Review: Takamine Koji Whiskey

Japanese chemist Dr. Jokichi Takamine was granted the first-ever patent for a microbial enzyme in the United States in 1894. It was for his Takamine Process to use koji to make enzymes for whiskey. The same year “the father of Japanese whisky,” Masataka Taketsuru, was born. Dr. Takamine’s work in the field pre-dates nearly the entire history of Japanese whisky. Tonight we’re drinking the first whiskey to carry his name and pay homage to the man by being fermented with koji. It’s called Takamine Whiskey.

Takamine Whiskey is made by Asakura, Fukuoka-based Shinozaki. The company’s goal is to “contribute to society with products made using koji.” As of this writing, the 8-year matured, 40% abv Takamine Whisky isn’t available in Japan. Instead, it’s exported to the US by Honkaku Spirits.

The story of Dr. Takamine’s work with whiskey re-emerged a few years ago, thanks in part to this great post in 2017 by Boston Apothecary. At the behest of the Peoria, Illinois-based Whiskey Trust, Japanese chemist Dr. Jokichi Takamine tried to teach the US spirits industry how to use koji to make whiskey more efficiently in the late 19th century. Unfortunately for Takamine, the Whiskey Trust was a pretty dangerous place to be in those days. Although the Trust’s members were “no longer interested in the price of dynamite,” Takamine’s distillery burned down under mysterious circumstances. While he was able to restart his experiments after the fire, the Whiskey Trust was still embroiled in a financial scandal. Takamine’s project was shut down to prevent “unfair advantage.” His whiskey got lost to history.

Until now. It’s a great story, already told better by Kanpai Planet than me, and there are plenty of rabbit holes to go down if you click around. Why fungi like koji can be more efficient than malting, the history of Whiskey Trust, and Takamine’s story before and after Peoria. In manga form, too. Per a recent Whisky Galore article (English translation forthcoming), Shinozaki did quite a lot of experimentation using koji to make Takamine’s whisky, attempting to reproduce his process as accurately as possible.

Did they succeed? The official site for Takamine Whiskey says it’s “made with the patented Takamine Process,” so they must have, to some degree.

The rabbit hole we’ll go down for this review: what exactly is that Takamine Process? The answer is complex because Takamine filed patents in several different countries, and the Takamine Process itself evolved as the doctor’s experimentation was ongong. An early patent filed in the US in 1889, for example, somewhat simply describes using koji to make wort stronger. We’ll take a look at his 1894 “Process of Making Diastatic Enzyme” below.

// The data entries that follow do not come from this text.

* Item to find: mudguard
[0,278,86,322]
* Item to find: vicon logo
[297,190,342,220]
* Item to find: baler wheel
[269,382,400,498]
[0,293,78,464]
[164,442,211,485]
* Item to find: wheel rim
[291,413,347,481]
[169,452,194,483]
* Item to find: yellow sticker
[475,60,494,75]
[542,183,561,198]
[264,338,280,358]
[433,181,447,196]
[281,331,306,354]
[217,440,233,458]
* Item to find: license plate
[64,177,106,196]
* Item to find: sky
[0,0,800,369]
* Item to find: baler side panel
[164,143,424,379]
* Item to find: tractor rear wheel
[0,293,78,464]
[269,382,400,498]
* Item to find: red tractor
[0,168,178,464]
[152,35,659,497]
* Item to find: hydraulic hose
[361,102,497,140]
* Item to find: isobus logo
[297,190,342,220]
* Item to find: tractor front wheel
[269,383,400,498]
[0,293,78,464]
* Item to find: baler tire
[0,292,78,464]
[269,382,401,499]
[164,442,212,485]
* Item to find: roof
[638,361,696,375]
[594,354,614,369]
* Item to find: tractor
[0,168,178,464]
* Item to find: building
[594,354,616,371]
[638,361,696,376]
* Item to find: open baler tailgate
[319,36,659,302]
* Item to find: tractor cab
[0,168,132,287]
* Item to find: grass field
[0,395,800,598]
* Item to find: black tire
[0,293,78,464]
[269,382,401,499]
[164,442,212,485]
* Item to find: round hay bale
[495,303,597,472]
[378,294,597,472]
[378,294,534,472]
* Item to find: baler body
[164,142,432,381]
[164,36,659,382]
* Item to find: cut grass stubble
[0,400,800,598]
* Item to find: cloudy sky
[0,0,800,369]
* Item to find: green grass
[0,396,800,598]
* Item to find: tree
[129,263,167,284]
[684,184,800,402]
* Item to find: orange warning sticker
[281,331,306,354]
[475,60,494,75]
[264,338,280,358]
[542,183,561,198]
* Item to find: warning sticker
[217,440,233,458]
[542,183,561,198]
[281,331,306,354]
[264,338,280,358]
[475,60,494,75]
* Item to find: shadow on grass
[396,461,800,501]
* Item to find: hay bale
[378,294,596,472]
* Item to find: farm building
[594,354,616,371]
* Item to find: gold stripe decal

The Takamine Process (1894 version)

The process of preparing and making diastatic enzyme, which consists in mixing the spores of the specified fungus with comminuted or broken grains of cereals, from which the greater part of starchy matter has been removed, subjecting the mass thus obtained to the proper temperature and moisture, thus allowing the fungus to develop abundantly, then mixing with the mass thus obtained, in about the proportion specified a fresh mass of comminuted or broken grains of cereals, from which the greater part of starchy matter has been removed, then extracting from this mixture the soluble matter contained therein, then precipitating the solid matter contained in said extract, then washing said precipitate, and, finally, drying, all substantially, as and for the purpose specified.

U.S. Patent 525,823

There’s a lot to digest from this wonderful example of a 19th-century sentence. This later version of the Takamine Process is for “preparing and making diastatic enzyme,” i.e., an enzyme capable of converting starch into sugar. Instead of malted barley, this enzyme could be added to a mash of corn/rye/other grains to convert starches to sugar for fermentation. Distill it, mature it, and you have whiskey.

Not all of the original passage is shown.